Page:The Proletarian Revolution in Russia - Lenin, Trotsky and Chicherin - ed. Louis C. Fraina (1918).djvu/171

This page has been proofread, but needs to be validated.
INTERNATIONAL SOCIALISM
145

There is only one way of being a genuine internationalist: to strain all our energies in an endeavor to develop the revolutionary movement and speed the revolutionary struggle in our own land, to support that struggle in every way, by propaganda, sympathy, material aid, and support only that struggle, in every country without exception. Everything else is a snare and a delusion.

The international Socialist and working class movements the world over have in the course of the war split into three groups. Whoever understands their tendencies, has analyzed them closely and still deserts the fight for real active internationalism, is a weakling and a fraud.

1.—Social-patriots, that is, Socialists in words and chauvinists in fact, who agree to defend their fatherland in an imperialistic war and particularly in this imperialistic war. These men are our class enemies. They have gone over to the bourgeois camp. They count among their numbers the majority of Socialist leaders in every nation. Plekhanov & Co in Russia, Scheidemann in Germany, Renaudel, Guesde and Sembat in France, Bissolati & Co. in Italy, Hyndman, the Fabians and the Laborites in England, Branting & Co. in Sweden, Troelstra and his party in Holland, Stauning and his party in Denmark, Victor Berger[1] and other defenders of the fatherland in America, etc.

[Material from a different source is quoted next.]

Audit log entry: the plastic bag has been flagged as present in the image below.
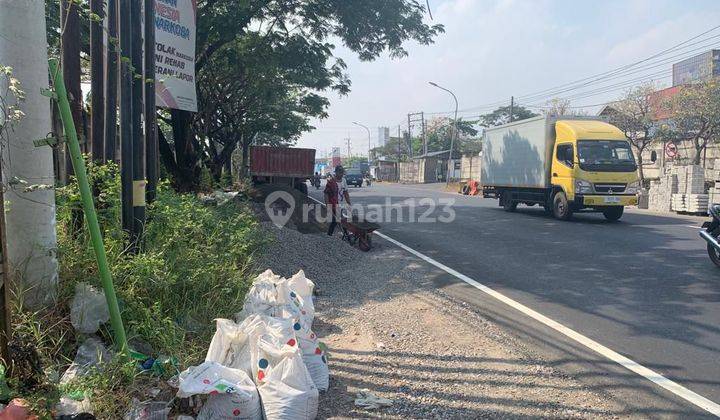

2.—The second group, that might be called the center, is hesitating between social-patriotism and actual internationalism. These people swear by all that is holy that they are Marxists, that they are internationalists, that they are for peace, for exerting pressure upon the government, for presenting all sorts of demands that show the desire of the nation for peace, they are peace propagandists and want a peace without annexations and they want peace with the social-patriots. The center is for union and against any sort of shism. The center is the heaven of petty bourgeois phrases of lip internationalism, of cowardly opportunism, of compromise with the social-patriots. The fact is that the center is not convinced of the necessity of a revolution against the government of its own country; it does not preach that kind of revolution; it does not wage


  1. Victor Berger is against America's participation in the war, but he it still a social-patriot in the meaning of Lenin's term, having repeatedly justified the majority government Socialists of Germany, advocated three years ago the American invasion and conquest of Mexico and urged a larger navy for "national defence." His attitude against America's participation in the war is determined by peculiar motives of hit own, having nothing in common with revolutionary international Socialism.—L. C. F.